Menurut Undang – Undang Nomor 36 Tahun 2014 tentang Tenaga Kesehatan pada Pasal
62 ayat (1) menyebutkan :
“Tenaga kesehatan yang menjalankan praktik harus dilakukan sesuai dengan kewenangan
yang didasarkan pada kompetensi yang dimiliki”
Pasal 82 ayat (1)
“Setiap tenaga kesehatan yang tidak melaksanakan ketentuan pasal 62 ayat (1) dikenai
sanksi administratif berupa :
a. Teguran lisan
b. Peringatan tertulis
c. Denda Administratif dan/atau
d. Pencabutan Izin
Menurut Peraturan Menteri Kesehatan Nomor 20 Tahun 2016 Pasal 28 menyebutkan bahwa
(1) Pemerintah, Pemerintah Daerah Provinsi, Dan Pemerintahan Daerah Kabupaten/Kota
dapat memberikan tindakan administratif kepada Terapis Gigi dan Mulut yang
melakukan pelanggaran terhadap ketentuan penyelenggaraan praktik keprofesian
Terapis Gigi dan Mulut
(2) Tindakan administratif sebagaimana dimaksud pada ayat (1) berupa :
a. Teguran lisan
b. Teguran tertulis
c. Pencabutan SIPTGM

2. Sanksi Perdata
Dalam KUHPerdata ada 2 (dua) macam titel gugatan yaitu wanprestasi dan perbuatan
melawan hukum.
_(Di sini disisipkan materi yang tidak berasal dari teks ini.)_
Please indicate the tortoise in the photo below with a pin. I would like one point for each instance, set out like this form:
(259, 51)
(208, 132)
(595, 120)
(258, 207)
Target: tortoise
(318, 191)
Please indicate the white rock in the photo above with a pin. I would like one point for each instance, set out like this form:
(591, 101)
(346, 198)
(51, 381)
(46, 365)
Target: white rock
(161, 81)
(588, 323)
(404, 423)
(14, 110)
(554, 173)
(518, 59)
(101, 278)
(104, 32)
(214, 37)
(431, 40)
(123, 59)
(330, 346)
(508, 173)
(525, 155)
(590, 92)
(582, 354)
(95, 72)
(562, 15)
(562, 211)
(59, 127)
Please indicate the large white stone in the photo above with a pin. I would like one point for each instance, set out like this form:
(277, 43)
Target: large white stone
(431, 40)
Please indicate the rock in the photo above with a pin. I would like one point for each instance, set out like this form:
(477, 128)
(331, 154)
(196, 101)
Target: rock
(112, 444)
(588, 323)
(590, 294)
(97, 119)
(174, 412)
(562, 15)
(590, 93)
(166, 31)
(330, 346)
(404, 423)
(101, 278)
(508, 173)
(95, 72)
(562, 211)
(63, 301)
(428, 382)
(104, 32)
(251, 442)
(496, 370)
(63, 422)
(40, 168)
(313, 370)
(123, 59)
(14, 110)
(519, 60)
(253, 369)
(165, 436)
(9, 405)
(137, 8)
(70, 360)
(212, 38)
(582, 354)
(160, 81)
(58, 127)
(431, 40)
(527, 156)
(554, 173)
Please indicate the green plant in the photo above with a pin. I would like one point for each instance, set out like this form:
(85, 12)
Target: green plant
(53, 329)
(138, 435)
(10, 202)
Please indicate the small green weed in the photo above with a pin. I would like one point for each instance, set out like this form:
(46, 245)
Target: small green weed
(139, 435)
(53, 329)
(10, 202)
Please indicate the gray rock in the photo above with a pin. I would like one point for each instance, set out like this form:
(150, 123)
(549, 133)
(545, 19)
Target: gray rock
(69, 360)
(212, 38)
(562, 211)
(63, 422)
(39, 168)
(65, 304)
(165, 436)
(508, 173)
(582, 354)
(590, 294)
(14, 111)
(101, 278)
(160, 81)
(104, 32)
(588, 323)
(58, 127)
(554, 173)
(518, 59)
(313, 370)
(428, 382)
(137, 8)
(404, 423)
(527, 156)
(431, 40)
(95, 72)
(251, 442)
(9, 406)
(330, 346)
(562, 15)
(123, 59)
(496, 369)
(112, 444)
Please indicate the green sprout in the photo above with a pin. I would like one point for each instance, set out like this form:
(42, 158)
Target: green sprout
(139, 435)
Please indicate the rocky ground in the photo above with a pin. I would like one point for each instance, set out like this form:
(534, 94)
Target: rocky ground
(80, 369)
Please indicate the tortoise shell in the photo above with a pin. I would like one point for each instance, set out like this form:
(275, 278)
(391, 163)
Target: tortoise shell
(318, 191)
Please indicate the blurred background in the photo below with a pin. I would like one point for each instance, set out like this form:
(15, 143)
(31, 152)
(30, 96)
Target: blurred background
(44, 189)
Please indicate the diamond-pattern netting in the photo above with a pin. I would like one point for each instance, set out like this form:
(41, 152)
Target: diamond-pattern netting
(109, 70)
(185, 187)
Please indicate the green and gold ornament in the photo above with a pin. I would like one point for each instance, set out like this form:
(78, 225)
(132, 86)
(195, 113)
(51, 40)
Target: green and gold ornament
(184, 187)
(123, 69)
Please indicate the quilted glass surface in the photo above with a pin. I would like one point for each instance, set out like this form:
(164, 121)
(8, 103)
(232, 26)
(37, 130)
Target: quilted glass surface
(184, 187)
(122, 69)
Terapis gigi dan mulut bekerja diluar kompetensi/kewenangan termasuk
kedalam perbuatan melawan hukum karena berbuat tidak sesuai dengan kewenangan
yang diatur dalam peraturan perundang – undangan (Permenkes Nomor 20 Tahun 2016).
Maka dapat dikenai sanksi perdata berupa mengganti kerugian yang diderita pasien baik
kerugian materil maupun imateril.

3. Sanksi Pidana
Terapis gigi dan mulut dalam melaksanakan tugas profesi bekerja diluar
kompetensi/kewenangan dan menyebabkan luka/cacat/kematian pada pasien dapat
dikakatan melakukan tindak pidana (memenuhi unsur kelalaian berat) dan mendapatkan
sanksi sesuai dengan :
Pasal 360 KUHP
“Barang siapa karena kesalahannya (kealpaannya) menyebabkan orang lain mendapat luka
– luka berat,diancam dengan pidana penjara paling lama lima tahun atau pidana kurungan
paling lama satu tahun”
Pasal 359 KUHP
“Barang siapa karena kesalahannya (kealpaannya) menyebabkan orang lain mati, diancam
dengan pidana penjara paling lama lima tahun atau pidana kurungan paling lama satu
tahun”
G. PENUTUP
Tenaga Kesehatan khususnya terapis gigi dan mulut merupakan tenaga profesional yang
menjalankan tugas profesi sesuai dengan standar profesi, standar operasional prosedur, hak
pengguna pelayanan dan peraturan perundang – undangan. Sepanjang terapis gigi dan mulut
melaksanakan tugas sesuai dengan standar profesi, standar operasional prosedur, hak
pengguna pelayanan dan peraturan perundang – undangan maka terapis gigi dan mulut
mendapatkan perlindungan hukum berdasarkan ketentuan perundang- undangan. Akan
tetapi jika terapis gigi dan mulut bekerja tidak sesuai dengan standar profesi, standar
operasional prosedur, hak pengguna pelayanan dan peraturan perundang – undangan maka
akan terjadi malpraktik etik maupun malpraktik hukum dan dapat dikenakan sanksi etik atau
sanksi hukum. Misalnya terapis gigi dan mulut bekerja tanpa memiliki STRTGM dan SIPTGM,
melakukan kelalaian medis dan bekerja tidak sesuai dengan kompetensi atau kewenangan.
Bekerja diluar kompetensi atau bekerja tidak sesuai kewenangan merupakan salah satu
tindakan malpraktik medik. Agar terhindar dari sanksi hukum ataupun tuntutan pasien maka
terapis gigi dan mulut sebaiknya bekerja sesuai dengan etika profesi dan ketentuan perundang
– undangan khususnya Peraturan Menteri Kesehatan Nomor 20 Tahun 2016 tentang Izin dan
Penyelenggaraan Terapis Gigi dan Mulut.